Introduction
There's a common belief that “insurers don't pay claims” or that income protection is difficult to claim on. In reality, most issues arise from misunderstandings about how claims work - not insurers avoiding payment.
This page explains:
- Why some income protection claims are declined or reduced
- Do insurers really try to aviod paying claims
- Real claims statistics
- Why your payment might be lower than expected
- Overview of how claims work
❓ Is Income Protection Hard to Claim?
No - provided the policy terms are met and the required information is supplied.
Claims are assessed against clear criteria, including:
- Medical evidence
- Proof of income
- Ongoing eligibility under the policy
🚫 Why Are Some Claims Declined?
Claims are most commonly declined because:
- The condition doesn't meet the policy's disability definition
- The claimant wasn't employed or earning income immediately before disability (particularly for cover held in Super)
- A pre-existing condition exclusion applies and was excluded
- There was a non-disclosure or misrepresentation at application
- Required medical or financial evidence wasn't provided
🏛️ Do Insurers Try to Avoid Paying Claims?
No. Australian life insurers are heavily regulated by APRA and ASIC and must assess claims fairly and within strict timeframes.
For individual advised income protection policies (like those sold by financial advisers or on this site), most claims are accepted and paid. Disputes are relatively rare and often resolved once additional information is provided.
📊 Real Claims Data (APRA - Individual Advised Policies)
Industry data consistently shows that income protection claims are mostly admitted and paid.
APRA statistics for individual advised income protection products (like those sold on this site) (as at 30 June 2025) Life insurance claims and disputes statistics | APRA:
| Metric | Result |
|---|---|
| Claims admitted | 94% |
| Average processing time | 1.4 months |
| Dispute rate | 289 per 100,000 lives |
| Disputes resolved | 86% |
| Decisions reversed after review | 4% |
Most disputes are resolved once additional medical or financial information is provided.
💭 Why my claim payment might be lower than expected
A common misconception is that income protection always pays the full amount shown on your policy schedule. In practice, payments are based on your actual income at the time you became disabled and adjusted under policy rules.
Payments are usually based on recent earnings. If your income fell before your claim, your benefit may be lower. If your income increased but your cover wasn't updated, payments are typically capped at the insured amount.
Benefits may be reduced if you receive other income or compensation during your claim, such as employer-paid income or certain government benefits.
These adjustments don't mean your claim has failed - they reflect how income protection is designed to work.
For a detailed explanation of benefit calculations, offsets, and payment timing, see our Income Protection Claims Process page .
🪜 Claims Follow a Defined Process
Claims follow a defined process that relies on medical evidence, income verification, and meeting policy definitions.

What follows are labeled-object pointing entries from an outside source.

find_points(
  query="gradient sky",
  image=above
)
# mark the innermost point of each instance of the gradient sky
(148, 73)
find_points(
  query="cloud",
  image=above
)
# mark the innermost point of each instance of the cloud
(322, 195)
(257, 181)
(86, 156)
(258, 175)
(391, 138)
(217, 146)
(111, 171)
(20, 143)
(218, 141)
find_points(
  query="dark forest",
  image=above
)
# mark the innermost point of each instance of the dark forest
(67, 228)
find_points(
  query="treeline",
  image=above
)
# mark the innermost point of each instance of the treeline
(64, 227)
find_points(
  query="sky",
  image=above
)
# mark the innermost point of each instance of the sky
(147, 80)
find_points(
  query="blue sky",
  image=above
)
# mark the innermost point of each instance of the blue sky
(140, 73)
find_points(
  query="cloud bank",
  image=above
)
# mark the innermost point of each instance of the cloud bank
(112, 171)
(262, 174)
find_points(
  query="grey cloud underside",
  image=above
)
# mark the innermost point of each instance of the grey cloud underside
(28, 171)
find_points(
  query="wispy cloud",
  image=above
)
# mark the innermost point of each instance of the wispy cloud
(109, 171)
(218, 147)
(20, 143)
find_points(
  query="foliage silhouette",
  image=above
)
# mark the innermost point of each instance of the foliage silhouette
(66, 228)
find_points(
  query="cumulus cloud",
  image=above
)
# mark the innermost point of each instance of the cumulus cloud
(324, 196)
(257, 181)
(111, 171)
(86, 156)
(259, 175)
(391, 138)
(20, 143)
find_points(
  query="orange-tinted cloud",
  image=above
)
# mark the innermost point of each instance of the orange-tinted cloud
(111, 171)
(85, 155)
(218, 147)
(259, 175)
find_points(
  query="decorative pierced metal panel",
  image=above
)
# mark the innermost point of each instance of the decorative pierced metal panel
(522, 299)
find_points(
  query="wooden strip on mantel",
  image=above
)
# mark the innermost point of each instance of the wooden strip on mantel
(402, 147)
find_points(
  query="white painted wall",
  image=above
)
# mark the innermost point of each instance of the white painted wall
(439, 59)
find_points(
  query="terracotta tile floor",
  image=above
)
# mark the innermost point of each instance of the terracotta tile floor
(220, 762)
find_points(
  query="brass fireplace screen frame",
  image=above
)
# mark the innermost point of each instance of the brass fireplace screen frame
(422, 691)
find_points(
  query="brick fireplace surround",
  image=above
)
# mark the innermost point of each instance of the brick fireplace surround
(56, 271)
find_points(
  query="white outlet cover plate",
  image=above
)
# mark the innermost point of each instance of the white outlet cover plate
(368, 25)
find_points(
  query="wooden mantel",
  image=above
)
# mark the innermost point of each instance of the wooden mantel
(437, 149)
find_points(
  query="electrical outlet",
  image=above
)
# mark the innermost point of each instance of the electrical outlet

While the steps themselves are straightforward, the detail matters - particularly around how disability is assessed and how benefits are calculated. For a full step-by-step explanation of what to expect, typical timeframes, and how payments work, see our Income Protection Claims Process guide .
📌 Key Takeaway
Income protection claims aren't about “winning or losing” - they're about meeting defined criteria with the right evidence. Understanding how claims work puts you in a much stronger position if you ever need to claim.
Frequently Asked Questions
Is income protection insurance hard to claim? +
No. Income protection claims are generally straightforward when policy terms are met and the required medical and financial evidence is provided. Most delays occur due to missing information, complex income structures, or misunderstandings about policy definitions.
Why do income protection claims get declined? +
Claims are most commonly declined when the condition does not meet the policy's definition of disability, the person was not employed immediately before disability (especially for cover held in super), a pre-existing condition applies, there was non-disclosure, or required evidence was not provided.
Do insurers try to avoid paying income protection claims? +
No. Australian life insurers are regulated by APRA and ASIC and must assess claims fairly and within strict timeframes. Industry data shows most income protection claims are accepted and paid, with disputes being relatively uncommon.
What evidence is required for an income protection claim? +
Insurers usually require medical reports from treating doctors, proof of income before disability (such as payslips or tax returns), and sometimes employer statements. Ongoing medical updates may also be requested during a claim.
How is my income protection benefit calculated? +
Benefits are typically based on your actual income in the 12 months before your date of disablement, subject to policy limits. Adjustments may apply if your income recently dropped or if you were not actively working at the time of disability.
What are offsets in income protection claims? +
Offsets reduce your benefit if you receive other income during a claim, such as sick leave, workers' compensation, or government benefits. This ensures total payments do not exceed your insured level.
Can lump sum payments reduce my income protection benefit? +
Some lump sums related to lost income may be converted into a monthly equivalent and offset. However, payments like TPD benefits, trauma insurance, and terminal illness benefits are usually not offset.
How long do income protection claims take to be processed? +
Industry data shows most claims are processed within one to two months once complete information is provided. Delays usually occur when additional medical or financial evidence is required.